On June 13, 1991, one day after Pinatubo's Independence Day first eruption, the United States military raised a nuclear alert at Clark and informed the Philippine and Hong Kong governments that “a nuclear accident in the region was possible.” That report came from the London-based newspaper The Guardian.
But why were there nuclear weapons at Clark in the first place??

The 1987 Philippine Constitution had banned them from Philippine territory, and both Pentagon and the US State Department had always maintained the policy of neither confirming nor denying their presence.

According to The Guardian, the ash fall from the June 12 eruption had blocked the ventilation shafts of underground bunkers in Clark where cruise missiles with nuclear warheads were stored, triggering a nuclear alert. Instead of staying to clear the shafts, the 200 US servicemen assigned to the bunkers panicked and reportedly fled, using an underground tunnel that led to a telecommunications center known as “the Elephant Cage” (see photo). This telecommunications center has been converted into Clark Expo today.

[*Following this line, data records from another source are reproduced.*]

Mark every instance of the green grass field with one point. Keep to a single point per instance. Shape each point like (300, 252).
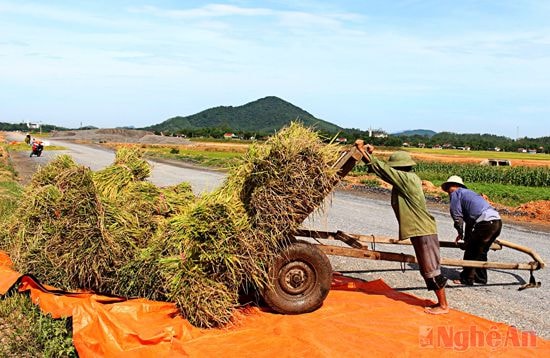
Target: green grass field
(481, 154)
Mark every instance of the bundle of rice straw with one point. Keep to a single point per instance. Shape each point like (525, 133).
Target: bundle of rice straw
(129, 166)
(73, 232)
(112, 232)
(227, 238)
(58, 233)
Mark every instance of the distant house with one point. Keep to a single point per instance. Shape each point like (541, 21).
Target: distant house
(377, 134)
(230, 135)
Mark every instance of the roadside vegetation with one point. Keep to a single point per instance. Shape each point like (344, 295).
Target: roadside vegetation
(481, 154)
(510, 186)
(24, 330)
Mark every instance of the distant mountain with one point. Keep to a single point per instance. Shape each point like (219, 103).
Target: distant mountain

The Guardian said that there were not dozens, not hundreds but thousands of nuclear warheads stored at US bases in the Philippines, Guam and South Korea. Clark officials, however, said that the only weapons stored at Clark at the time of the eruption were 3,370 tons of conventional munitions in two munitions storage areas (MSA) near the Dau exit. “Even if those bunkers were covered with lava or ash or cinders, or anything else that could come out of an erupting volcano,” bragged the US Defense Department, “there is a very low probability it would damage the contents of those igloos.”

Prof. Roland Simbulan, chair of the Anti-Bases Coalition, suspected that the 15,000 US servicemen who made a hasty evacuation from Clark to Subic on June 9 were actually fleeing not from a possible eruption but from a possible nuclear explosion, or both.

Sen. Juan Ponce Enrile said that no amount of US denial could convince people that Clark was safe from a nuclear threat, adding that President Cory Aquino owed it to the Filipino people to warn them so that they could take the necessary precautions.

When Cory finally issued a statement, she merely said the newspaper story was "baseless and purely fabricated."